Concepciones teóricas sobre la Justicia- Tomás de Aquino

Ante todo, la concepción de Tomás de Aquino sobre la justicia conmutativa como una de las especies de justicia particular y su distinción con la justicia distributiva, ambas incorporadas de manera armónica en la justicia general, llamada legal por Aristóteles, implica un desarrollo   original  de  la  concepción  aristotélica  que  las  unifica  dentro  de la justicia correctiva

Mientras la justicia general tiene por fin la realización del bien común, las dos especies de justicia particular se orientan a la ordenación de los bienes singulares de cada persona y, en algunos supuestos, aparecen en forma conjunta en las relaciones jurídicas. Esto último acontece en el plano de la responsabilidad estatal pues mientras la remediación de la desigualdad se lleva a cabo a expensas de la distribución patrimonial o acervo común del Estado, la restitución se realiza según el criterio de la justicia conmutativa[22].

Algunas concepciones como la de Rawls[23], han tomado como punto central de su teoría sobre la justicia una concepción que, inspirada en Rousseau y en Kant, podría suponerse que eclipsa la existencia y la razón de ser de la justicia conmutativa en cuanto postula que “todos los valores sociales, libertad y oportunidad, ingresos y riqueza, y las bases del respeto deben distribuirse igualmente a menos que una distribución desigual de cualesquiera y de todos estos bienes sea ventajosa para todos”. Lo cierto es que se trata de una construcción que tiene por objeto exclusivo la justicia distributiva o justicia social, como señala Rawls en su “Teoría de la Justicia”.

Si bien en las dos especies de justicia particular (distributiva y conmutativa) se contribuye a la realización del bien común, ambas se encuentran respectivamente condicionadas, debiendo tenerse en cuenta que la observancia del principio de subsidiariedad y el respeto por  la  propiedad  privada,  constituyen  exigencias de la justicia, tanto de la justicia conmutativa como de la justicia general. 

A su vez, la justicia particular ha de acomodarse a la justicia general, en cuanto su ordenación al bien común, a cuyo alrededor gira toda la problemática filosófica de la justicia[24].

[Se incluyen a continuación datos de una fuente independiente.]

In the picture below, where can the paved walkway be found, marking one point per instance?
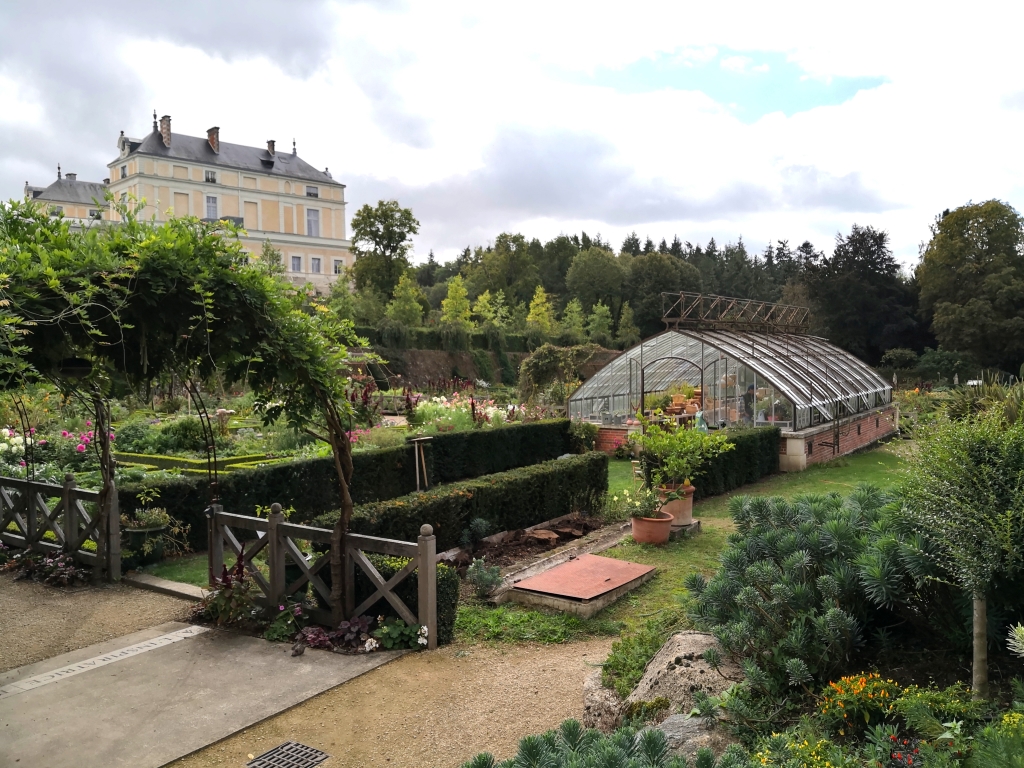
(147, 698)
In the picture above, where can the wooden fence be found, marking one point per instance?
(280, 540)
(29, 510)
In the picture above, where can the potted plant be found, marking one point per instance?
(649, 523)
(675, 456)
(144, 528)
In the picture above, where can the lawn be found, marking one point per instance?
(659, 601)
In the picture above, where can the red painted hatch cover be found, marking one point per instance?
(585, 578)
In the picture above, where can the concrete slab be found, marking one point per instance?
(164, 586)
(145, 710)
(583, 586)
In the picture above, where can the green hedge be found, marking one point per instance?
(755, 455)
(509, 501)
(458, 456)
(311, 485)
(430, 338)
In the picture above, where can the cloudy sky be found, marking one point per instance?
(763, 121)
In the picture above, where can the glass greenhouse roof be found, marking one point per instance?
(794, 380)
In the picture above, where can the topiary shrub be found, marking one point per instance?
(509, 501)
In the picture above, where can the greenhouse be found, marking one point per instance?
(731, 376)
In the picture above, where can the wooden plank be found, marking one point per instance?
(308, 532)
(247, 522)
(385, 546)
(384, 589)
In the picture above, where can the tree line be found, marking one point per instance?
(961, 308)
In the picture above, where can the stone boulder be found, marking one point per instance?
(678, 670)
(686, 735)
(602, 708)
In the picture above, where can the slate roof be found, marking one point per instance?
(67, 190)
(196, 150)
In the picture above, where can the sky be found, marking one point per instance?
(766, 122)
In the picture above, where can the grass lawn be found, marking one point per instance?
(659, 601)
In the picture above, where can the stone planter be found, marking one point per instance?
(137, 539)
(652, 529)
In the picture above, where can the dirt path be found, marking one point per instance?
(429, 710)
(40, 622)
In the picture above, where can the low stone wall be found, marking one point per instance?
(799, 450)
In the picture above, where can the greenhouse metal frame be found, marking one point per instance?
(748, 374)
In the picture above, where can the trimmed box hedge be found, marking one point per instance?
(311, 485)
(755, 455)
(512, 500)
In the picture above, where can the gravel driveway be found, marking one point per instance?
(431, 710)
(40, 622)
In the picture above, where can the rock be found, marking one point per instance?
(602, 708)
(542, 535)
(678, 670)
(686, 735)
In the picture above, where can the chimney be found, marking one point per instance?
(165, 129)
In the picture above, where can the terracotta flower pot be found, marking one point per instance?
(652, 529)
(680, 509)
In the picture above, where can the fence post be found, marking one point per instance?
(275, 556)
(71, 514)
(215, 541)
(113, 536)
(427, 581)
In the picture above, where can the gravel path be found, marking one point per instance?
(40, 622)
(428, 710)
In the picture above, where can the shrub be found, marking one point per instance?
(754, 456)
(572, 744)
(799, 586)
(512, 500)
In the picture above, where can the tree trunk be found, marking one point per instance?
(980, 670)
(341, 448)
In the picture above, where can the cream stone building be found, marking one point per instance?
(275, 197)
(80, 201)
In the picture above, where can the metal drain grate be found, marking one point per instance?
(289, 755)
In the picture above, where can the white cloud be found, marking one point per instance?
(464, 112)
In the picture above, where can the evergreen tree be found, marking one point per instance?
(599, 325)
(628, 334)
(570, 332)
(631, 246)
(456, 311)
(404, 308)
(541, 320)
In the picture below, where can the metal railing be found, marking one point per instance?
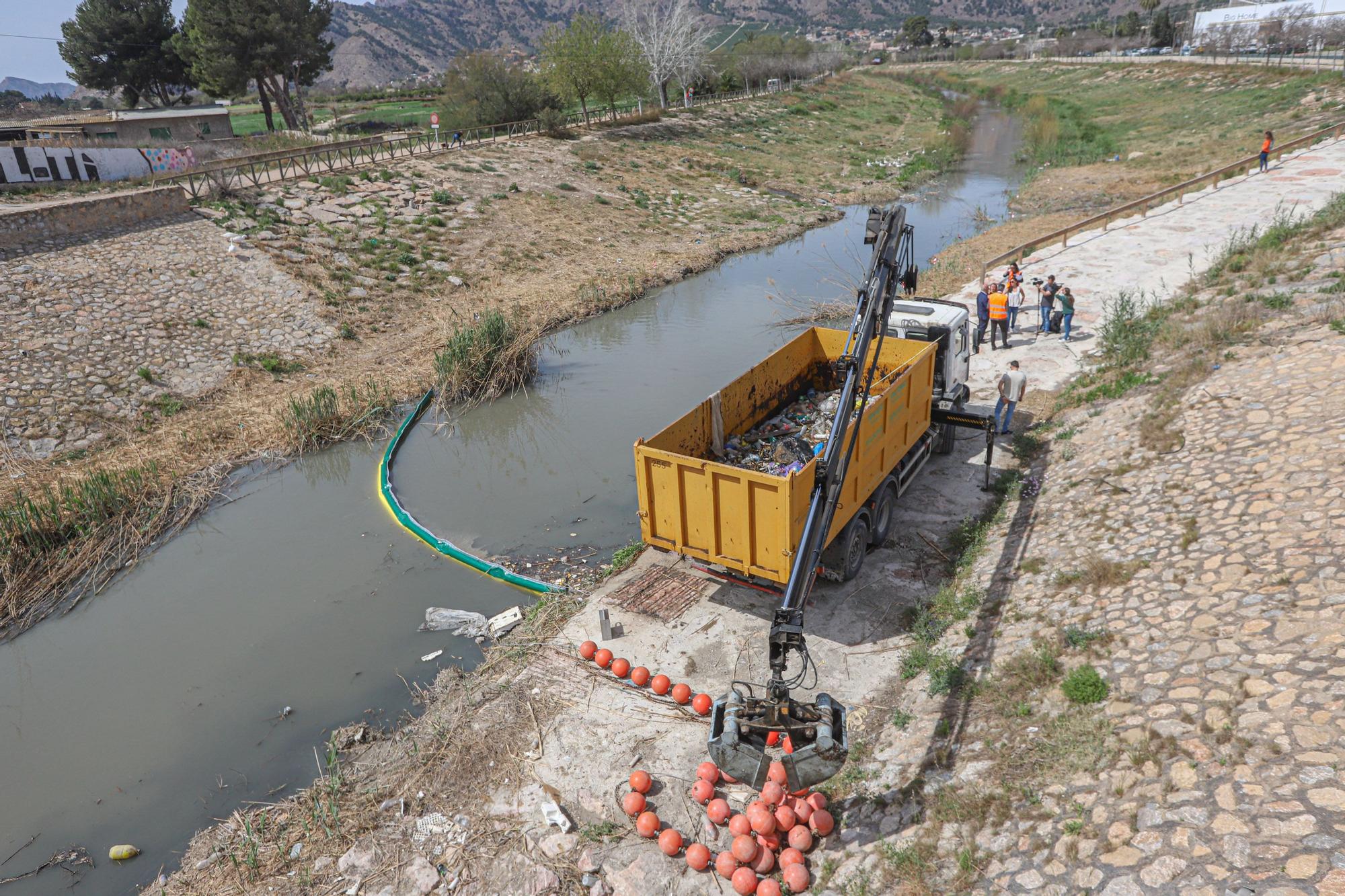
(287, 165)
(1153, 200)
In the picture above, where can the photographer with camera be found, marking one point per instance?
(1047, 296)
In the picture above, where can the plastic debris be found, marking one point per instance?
(502, 623)
(455, 622)
(785, 443)
(556, 815)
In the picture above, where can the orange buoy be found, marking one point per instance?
(801, 838)
(670, 841)
(765, 862)
(648, 825)
(797, 877)
(633, 803)
(744, 848)
(763, 821)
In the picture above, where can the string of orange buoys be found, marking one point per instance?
(771, 836)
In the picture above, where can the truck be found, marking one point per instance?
(748, 524)
(899, 376)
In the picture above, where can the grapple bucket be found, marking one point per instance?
(740, 727)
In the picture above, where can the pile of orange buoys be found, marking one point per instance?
(770, 837)
(640, 676)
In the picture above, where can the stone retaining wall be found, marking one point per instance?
(41, 224)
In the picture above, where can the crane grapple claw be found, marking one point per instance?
(817, 731)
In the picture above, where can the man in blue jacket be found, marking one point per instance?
(983, 314)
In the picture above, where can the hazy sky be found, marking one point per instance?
(41, 60)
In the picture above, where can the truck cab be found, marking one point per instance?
(949, 326)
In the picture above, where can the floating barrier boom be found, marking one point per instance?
(442, 545)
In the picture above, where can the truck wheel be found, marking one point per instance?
(946, 434)
(884, 512)
(855, 542)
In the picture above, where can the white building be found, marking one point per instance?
(1253, 17)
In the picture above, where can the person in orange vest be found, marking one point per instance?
(1000, 317)
(1266, 147)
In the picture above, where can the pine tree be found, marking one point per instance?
(127, 46)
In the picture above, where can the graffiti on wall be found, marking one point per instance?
(49, 165)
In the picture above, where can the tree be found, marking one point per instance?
(570, 58)
(278, 44)
(484, 88)
(673, 37)
(128, 46)
(622, 71)
(917, 32)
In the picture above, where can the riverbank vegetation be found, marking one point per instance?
(1090, 145)
(490, 237)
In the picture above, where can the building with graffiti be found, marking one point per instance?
(145, 127)
(56, 163)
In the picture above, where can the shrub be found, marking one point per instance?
(1085, 685)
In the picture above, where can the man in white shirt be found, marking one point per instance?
(1013, 386)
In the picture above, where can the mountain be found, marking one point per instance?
(396, 40)
(34, 89)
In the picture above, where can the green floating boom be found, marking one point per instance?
(442, 545)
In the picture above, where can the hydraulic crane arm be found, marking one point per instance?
(742, 724)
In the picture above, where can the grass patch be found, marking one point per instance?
(1085, 685)
(326, 415)
(268, 361)
(623, 557)
(486, 360)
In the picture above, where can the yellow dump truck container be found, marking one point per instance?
(748, 521)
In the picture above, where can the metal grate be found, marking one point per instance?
(660, 592)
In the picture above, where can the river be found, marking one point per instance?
(159, 705)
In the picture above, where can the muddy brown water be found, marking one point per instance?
(158, 706)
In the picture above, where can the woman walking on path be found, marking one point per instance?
(1016, 300)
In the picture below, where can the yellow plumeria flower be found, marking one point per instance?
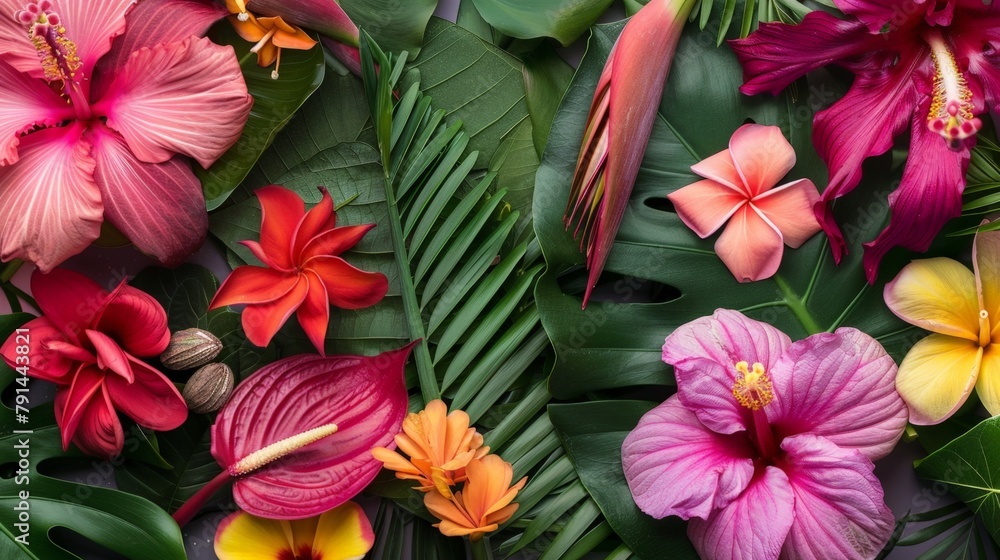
(343, 533)
(962, 310)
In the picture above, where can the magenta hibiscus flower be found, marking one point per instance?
(767, 446)
(927, 67)
(94, 107)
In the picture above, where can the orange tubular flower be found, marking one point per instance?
(439, 447)
(482, 505)
(270, 33)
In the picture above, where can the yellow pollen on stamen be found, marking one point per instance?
(752, 388)
(951, 111)
(279, 449)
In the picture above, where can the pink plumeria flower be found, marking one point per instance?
(738, 188)
(767, 446)
(99, 101)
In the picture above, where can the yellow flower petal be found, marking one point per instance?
(242, 536)
(936, 377)
(988, 383)
(986, 260)
(344, 533)
(938, 295)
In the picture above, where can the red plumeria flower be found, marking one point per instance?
(88, 342)
(303, 271)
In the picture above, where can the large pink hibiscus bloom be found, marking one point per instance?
(95, 108)
(767, 446)
(925, 67)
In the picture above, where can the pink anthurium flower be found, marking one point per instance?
(303, 273)
(767, 446)
(88, 342)
(739, 189)
(923, 67)
(343, 533)
(618, 127)
(95, 111)
(961, 308)
(295, 438)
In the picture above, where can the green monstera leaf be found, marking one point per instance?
(660, 274)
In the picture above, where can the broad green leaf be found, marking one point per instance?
(274, 104)
(473, 81)
(398, 25)
(592, 435)
(563, 20)
(185, 292)
(659, 273)
(970, 466)
(187, 450)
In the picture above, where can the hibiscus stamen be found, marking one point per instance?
(752, 388)
(951, 113)
(279, 449)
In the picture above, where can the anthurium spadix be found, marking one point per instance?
(618, 127)
(97, 110)
(295, 438)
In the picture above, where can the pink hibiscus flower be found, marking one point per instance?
(88, 342)
(767, 446)
(94, 107)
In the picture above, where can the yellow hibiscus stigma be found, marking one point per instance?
(752, 388)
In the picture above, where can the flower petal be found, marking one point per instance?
(706, 205)
(262, 320)
(988, 382)
(346, 286)
(43, 363)
(92, 26)
(845, 136)
(704, 353)
(160, 207)
(150, 23)
(333, 242)
(185, 97)
(69, 299)
(152, 400)
(674, 465)
(777, 54)
(25, 103)
(762, 156)
(100, 432)
(343, 533)
(750, 246)
(929, 194)
(753, 526)
(86, 383)
(936, 377)
(938, 295)
(986, 264)
(253, 285)
(136, 321)
(241, 536)
(790, 208)
(364, 396)
(840, 509)
(281, 211)
(840, 386)
(50, 207)
(314, 313)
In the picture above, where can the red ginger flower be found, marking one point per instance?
(88, 342)
(303, 271)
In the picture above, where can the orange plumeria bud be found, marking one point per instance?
(439, 445)
(483, 504)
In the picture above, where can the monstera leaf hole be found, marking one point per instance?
(618, 288)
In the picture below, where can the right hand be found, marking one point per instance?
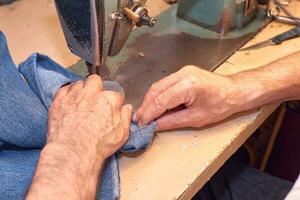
(88, 120)
(207, 98)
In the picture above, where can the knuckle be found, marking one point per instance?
(159, 101)
(94, 77)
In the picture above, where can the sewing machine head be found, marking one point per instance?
(96, 29)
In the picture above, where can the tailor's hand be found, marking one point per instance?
(89, 120)
(207, 98)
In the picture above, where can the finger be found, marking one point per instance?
(62, 92)
(115, 99)
(180, 119)
(156, 89)
(93, 83)
(74, 87)
(171, 98)
(126, 119)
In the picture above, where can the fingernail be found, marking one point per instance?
(134, 117)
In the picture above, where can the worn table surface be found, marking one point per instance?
(180, 162)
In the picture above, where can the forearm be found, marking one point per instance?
(275, 82)
(65, 173)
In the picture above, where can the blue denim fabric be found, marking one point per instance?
(23, 123)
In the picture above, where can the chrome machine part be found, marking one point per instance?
(96, 29)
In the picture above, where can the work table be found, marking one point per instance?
(178, 163)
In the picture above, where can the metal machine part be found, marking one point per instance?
(96, 29)
(283, 19)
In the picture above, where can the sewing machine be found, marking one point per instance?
(197, 32)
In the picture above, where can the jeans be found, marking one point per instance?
(24, 104)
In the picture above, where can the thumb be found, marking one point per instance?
(126, 119)
(179, 119)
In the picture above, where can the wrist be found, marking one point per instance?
(249, 92)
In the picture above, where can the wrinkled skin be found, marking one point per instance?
(84, 115)
(207, 98)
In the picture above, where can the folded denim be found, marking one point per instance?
(23, 123)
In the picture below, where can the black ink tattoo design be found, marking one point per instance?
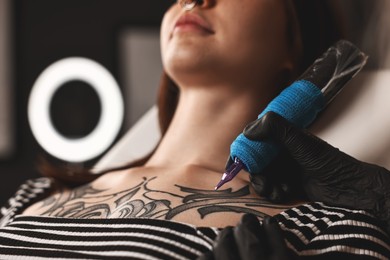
(206, 202)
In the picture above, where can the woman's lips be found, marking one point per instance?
(192, 22)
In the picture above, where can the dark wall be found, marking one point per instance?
(45, 31)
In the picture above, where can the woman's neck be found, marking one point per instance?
(206, 122)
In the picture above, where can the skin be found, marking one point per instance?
(226, 75)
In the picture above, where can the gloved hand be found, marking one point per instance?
(250, 240)
(327, 174)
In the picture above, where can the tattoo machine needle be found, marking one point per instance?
(300, 104)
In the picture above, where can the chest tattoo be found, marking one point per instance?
(142, 201)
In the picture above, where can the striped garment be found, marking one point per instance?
(314, 231)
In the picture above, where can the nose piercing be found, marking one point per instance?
(188, 5)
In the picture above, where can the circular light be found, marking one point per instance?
(111, 118)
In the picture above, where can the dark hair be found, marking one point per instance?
(317, 28)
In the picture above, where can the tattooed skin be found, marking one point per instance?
(78, 203)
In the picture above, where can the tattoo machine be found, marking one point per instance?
(299, 103)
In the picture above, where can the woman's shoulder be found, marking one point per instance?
(29, 192)
(322, 230)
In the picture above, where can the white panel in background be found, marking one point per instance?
(6, 97)
(141, 69)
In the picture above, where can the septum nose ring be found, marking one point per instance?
(188, 5)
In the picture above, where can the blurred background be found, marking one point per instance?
(121, 35)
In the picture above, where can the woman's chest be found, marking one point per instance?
(154, 197)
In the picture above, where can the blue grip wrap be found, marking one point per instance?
(299, 103)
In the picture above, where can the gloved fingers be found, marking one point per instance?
(272, 191)
(308, 151)
(261, 184)
(250, 238)
(225, 246)
(276, 241)
(229, 162)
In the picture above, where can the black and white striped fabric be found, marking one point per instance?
(57, 238)
(314, 231)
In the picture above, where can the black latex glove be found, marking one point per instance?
(327, 174)
(250, 240)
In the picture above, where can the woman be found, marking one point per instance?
(223, 72)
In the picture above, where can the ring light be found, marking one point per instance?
(111, 118)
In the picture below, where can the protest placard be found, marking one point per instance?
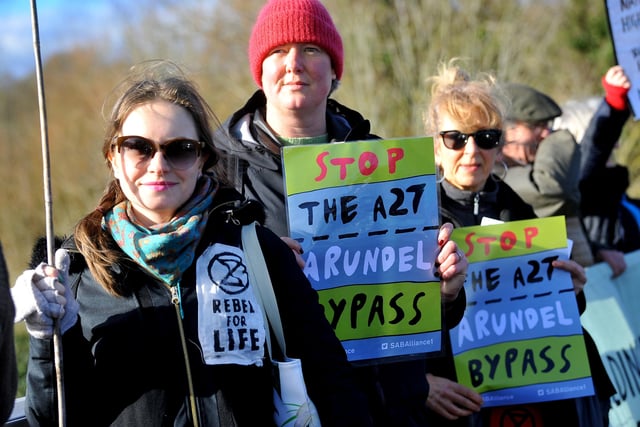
(366, 215)
(520, 340)
(612, 320)
(624, 24)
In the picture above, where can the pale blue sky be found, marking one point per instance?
(62, 24)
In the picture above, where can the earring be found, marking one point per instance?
(499, 176)
(439, 174)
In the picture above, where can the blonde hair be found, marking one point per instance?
(476, 103)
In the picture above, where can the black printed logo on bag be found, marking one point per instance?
(228, 272)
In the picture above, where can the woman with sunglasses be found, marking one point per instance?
(465, 116)
(160, 325)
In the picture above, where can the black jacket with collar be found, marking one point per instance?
(254, 156)
(397, 391)
(124, 363)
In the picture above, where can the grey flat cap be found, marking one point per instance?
(530, 105)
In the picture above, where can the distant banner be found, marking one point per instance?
(624, 23)
(520, 340)
(366, 214)
(612, 318)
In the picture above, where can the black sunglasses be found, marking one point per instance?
(180, 153)
(484, 138)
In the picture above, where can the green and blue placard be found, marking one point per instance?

En cuanto a la compensación: en la justicia distributiva es distinta a la restitución que se realiza en la justicia conmutativa. Las diferencias existen según que se apliquen los principios de la justicia distributiva o los de la justicia conmutativa, para lo cual nada mejor que acudir a John Finnis cuando expresa “ Un modelo legal de este tipo para asegurar la justicia distributiva busca, en consecuencia, compensar a todos los que sufren un daño en el área relevante de la vida común, mientras que el modelo para asegurar la justicia conmutativa busca compensar solamente a quienes fueron lesionados por el acto de quien no se comportó con arreglo a sus deberes (según la justicia conmutativa) de cuidado y respeto por el bienestar de los demás, y a quien se le exige por tanto una reparación. Por otro lado el modelo distributivo estará normalmente limitado por los recursos de los fondos comunes, de tal modo que ninguno de los que sean compensados recibirá tanto como los que algunos de ellos podrían haber recibido en el modelo conmutativo. Sin duda que subsisten los deberes de justicia conmutativa de los transgresores, descontada la compensación que la parte lesionada reciba en virtud del modelo distributivo, pero estos deberes no son impuestos coactivamente por el derecho. De aquí que, si se adopta un modelo distributivo puro en un contexto en que sea adecuado, algunas partes lesionadas pueden afirmar con razón que el derecho no logra garantizarles la justicia”.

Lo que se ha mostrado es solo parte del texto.